As Coco Chanel said: "Look for the woman in the dress. If there is no woman, there is no dress."

That is perhaps the single most important message of their book.

Next Time Steal One of These. . .



As you know, I condone theft from his closet. Mostly, I've advocated white shirts or maybe ones in the palest blue or pink. But this spring, if we have an adventurous man in our lives (unfortunately I do not), you might pull out something with snappy checks.

Since you're not investing in the chemise, i.e. buying it, you don't care if it's a fashion fad. You wear it, wash it and put it back where you found it. It would be nice if you ironed it.

All Plumped Up -- Not


Hyaluronic acid in the form of cute, shiny pink pills.
I have no idea whether it worked or not. I'm sort of falling into the "not" camp. You may remember I told you a month ago that I started taking my hyaluronic acid internally.

My great friend and pharmacist, Christine, gave me a box of Biocyte hyaluronic forte pills. The promise on the box is a "visible 27 percent difference in skin elasticity and plumpness." Seriously, you've got to ask yourself, "where did they get 27 percent?" Why not 25 or 30 percent?

Obviously I would like to report back "measurable improvement" as the marketing blah-blah tells us, but I can't. Then I noticed -- just now -- that I'm supposed to continue for another two months which makes me think 27 divided by three is nine so I suppose a nine percent improvement would be difficult to see unless I lived in a laboratory.

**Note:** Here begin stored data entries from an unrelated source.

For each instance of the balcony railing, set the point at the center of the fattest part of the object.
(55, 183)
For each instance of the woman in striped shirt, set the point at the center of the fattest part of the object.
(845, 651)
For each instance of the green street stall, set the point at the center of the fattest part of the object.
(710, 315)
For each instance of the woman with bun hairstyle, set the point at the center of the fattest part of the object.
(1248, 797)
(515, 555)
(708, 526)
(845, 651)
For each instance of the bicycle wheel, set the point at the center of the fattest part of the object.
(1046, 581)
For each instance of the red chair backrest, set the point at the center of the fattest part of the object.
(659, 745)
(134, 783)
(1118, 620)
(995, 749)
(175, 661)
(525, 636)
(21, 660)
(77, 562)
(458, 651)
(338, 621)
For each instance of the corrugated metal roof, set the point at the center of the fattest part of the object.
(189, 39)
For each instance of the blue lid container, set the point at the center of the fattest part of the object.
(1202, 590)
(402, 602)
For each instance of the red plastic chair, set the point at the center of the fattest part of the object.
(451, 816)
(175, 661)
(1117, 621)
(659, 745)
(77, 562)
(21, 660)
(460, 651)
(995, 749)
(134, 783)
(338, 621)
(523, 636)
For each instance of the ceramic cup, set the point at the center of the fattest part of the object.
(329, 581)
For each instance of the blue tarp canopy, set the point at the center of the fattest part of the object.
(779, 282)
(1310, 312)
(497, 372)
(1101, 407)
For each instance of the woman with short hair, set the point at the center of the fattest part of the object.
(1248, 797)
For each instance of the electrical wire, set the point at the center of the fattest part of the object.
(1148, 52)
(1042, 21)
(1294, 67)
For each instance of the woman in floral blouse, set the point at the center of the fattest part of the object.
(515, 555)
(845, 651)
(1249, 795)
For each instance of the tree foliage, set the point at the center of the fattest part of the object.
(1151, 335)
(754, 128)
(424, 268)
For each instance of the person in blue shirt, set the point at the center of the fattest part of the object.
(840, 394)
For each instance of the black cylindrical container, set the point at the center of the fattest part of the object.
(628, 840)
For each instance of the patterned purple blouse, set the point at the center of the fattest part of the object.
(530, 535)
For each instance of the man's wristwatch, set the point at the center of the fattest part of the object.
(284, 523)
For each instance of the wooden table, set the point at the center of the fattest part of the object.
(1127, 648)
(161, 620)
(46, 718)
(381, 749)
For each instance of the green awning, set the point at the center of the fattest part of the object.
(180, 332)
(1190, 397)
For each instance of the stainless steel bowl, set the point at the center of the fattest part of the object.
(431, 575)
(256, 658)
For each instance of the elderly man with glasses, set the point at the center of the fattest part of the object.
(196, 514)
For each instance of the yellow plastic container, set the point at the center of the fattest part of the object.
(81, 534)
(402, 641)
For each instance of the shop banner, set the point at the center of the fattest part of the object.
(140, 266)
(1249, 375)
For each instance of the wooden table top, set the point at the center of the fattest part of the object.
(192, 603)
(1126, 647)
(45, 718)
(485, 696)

Christine gave me the 40 Euro box of pills because she likes to experiment on me. I think I'll abort the mission and continue my hyaluronic acid externally. (Maybe.)

1 comment:

  1. HA as I call it, is a wonder treatment - but not for my skin! I actually ingest 3 full tablespoons a day and while I have not noticed an ounce of difference in my skin, I have noticed that my joints don't hurt. All fingers are working well, without pain and no knee pain when I skate. When I read about it initially it did sound like a wonder drug for all that ails us. Not so. It didn't cure my DH psoriasis as it said, didn't smooth out the skin, but oh my we love how our knees and fingers don't ache anymore.